Histerosalpingografia: faz-se uma radiografia depois da injecção de um contraste através do colo uterino para delimitar a cavidade uterina e as trompas de Falópio, em geral como parte de um exame para descobrir causas de esterilidade. O estudo é feito no consultório médico e pode provocar mal-estar, como cãibras. Por isso, é administrado um sedativo.

Ecografia: são aplicados ultra-sons (ondas sonoras a uma frequência demasiado alta para serem ouvidas) através da parede abdominal ou da vagina. O perfil do seu reflexo fora das estruturas internas é observado num monitor para confirmar a condição e o tamanho de um feto e para contribuir para o diagnóstico de anomalias fetais, gravidez múltipla, gravidez tubária, tumores, quistos ou outras anomalias nos órgãos pélvicos. A utilização de ultra-sons não provoca dor. Também é utilizada na amniocentese e noutros processos de colheita de amostras.

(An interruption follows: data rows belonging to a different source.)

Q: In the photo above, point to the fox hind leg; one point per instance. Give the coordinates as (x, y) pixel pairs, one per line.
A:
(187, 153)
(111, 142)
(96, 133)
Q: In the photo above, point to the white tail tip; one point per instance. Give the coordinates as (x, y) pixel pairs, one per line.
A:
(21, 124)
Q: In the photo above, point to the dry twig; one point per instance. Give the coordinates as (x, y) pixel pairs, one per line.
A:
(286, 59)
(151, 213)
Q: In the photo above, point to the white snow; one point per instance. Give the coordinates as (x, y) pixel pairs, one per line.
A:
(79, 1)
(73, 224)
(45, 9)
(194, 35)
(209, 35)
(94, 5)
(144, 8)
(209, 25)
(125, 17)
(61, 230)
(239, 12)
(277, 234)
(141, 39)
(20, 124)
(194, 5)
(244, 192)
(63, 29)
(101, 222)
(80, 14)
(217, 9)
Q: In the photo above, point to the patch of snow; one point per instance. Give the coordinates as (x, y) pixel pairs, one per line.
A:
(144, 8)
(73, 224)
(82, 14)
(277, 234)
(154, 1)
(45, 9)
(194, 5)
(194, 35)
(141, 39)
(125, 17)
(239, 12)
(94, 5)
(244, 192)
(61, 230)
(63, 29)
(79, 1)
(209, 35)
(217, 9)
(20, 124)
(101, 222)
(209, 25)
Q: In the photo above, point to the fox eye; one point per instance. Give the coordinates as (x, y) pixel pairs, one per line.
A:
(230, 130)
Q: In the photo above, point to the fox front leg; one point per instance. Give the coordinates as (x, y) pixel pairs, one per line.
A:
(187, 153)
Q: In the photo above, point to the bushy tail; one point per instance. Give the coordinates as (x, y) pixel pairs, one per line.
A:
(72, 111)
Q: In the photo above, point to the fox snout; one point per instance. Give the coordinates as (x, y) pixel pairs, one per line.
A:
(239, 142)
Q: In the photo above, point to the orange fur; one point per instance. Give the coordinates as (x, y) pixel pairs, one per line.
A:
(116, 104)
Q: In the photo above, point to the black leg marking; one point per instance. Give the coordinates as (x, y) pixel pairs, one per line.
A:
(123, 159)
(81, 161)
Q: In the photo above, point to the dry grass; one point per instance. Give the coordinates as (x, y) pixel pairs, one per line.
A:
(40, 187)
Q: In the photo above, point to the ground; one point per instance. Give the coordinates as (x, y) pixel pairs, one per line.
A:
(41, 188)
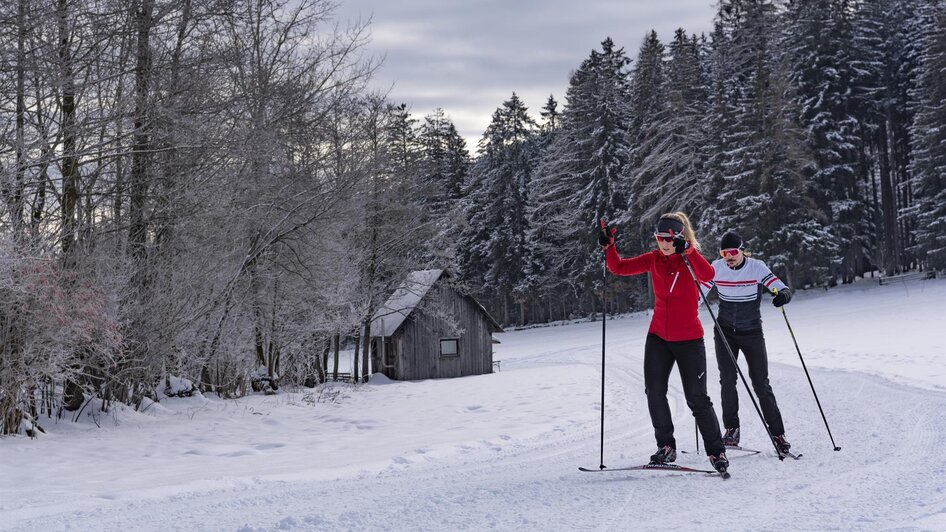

Laparoscopia: insere-se um cateter de visualização fino, que contém fibras ópticas, na cavidade abdominal através de uma incisão feita na parte inferior do umbigo. É utilizado dióxido de carbono para insuflar o abdómen, para visualizar com clareza os órgãos do mesmo e da pélvis. Em geral, a laparoscopia é utilizada para determinar a causa da dor pélvica, da esterilidade e doutros problemas ginecológicos. O laparoscópio pode ser utilizado com outros instrumentos para efectuar biopsias, procedimentos de esterilização e diferentes intervenções cirúrgicas; também pode ajudar a obter óvulos para a fecundação in vitro. Esta operação faz-se num hospital e requer anestesia; em procedimentos limitados, é administrado um anestésico local, mas a anestesia geral é usada com muito mais frequência.

Culdocentese: insere-se uma agulha pela parede da vagina, mesmo por trás do colo uterino, até chegar à cavidade pélvica, em geral para detectar hemorragias quando se suspeita que existe uma gravidez ectópica (uma gravidez fora do útero). A culdocentese costuma fazer-se no serviço de urgência sem utilizar anestesia.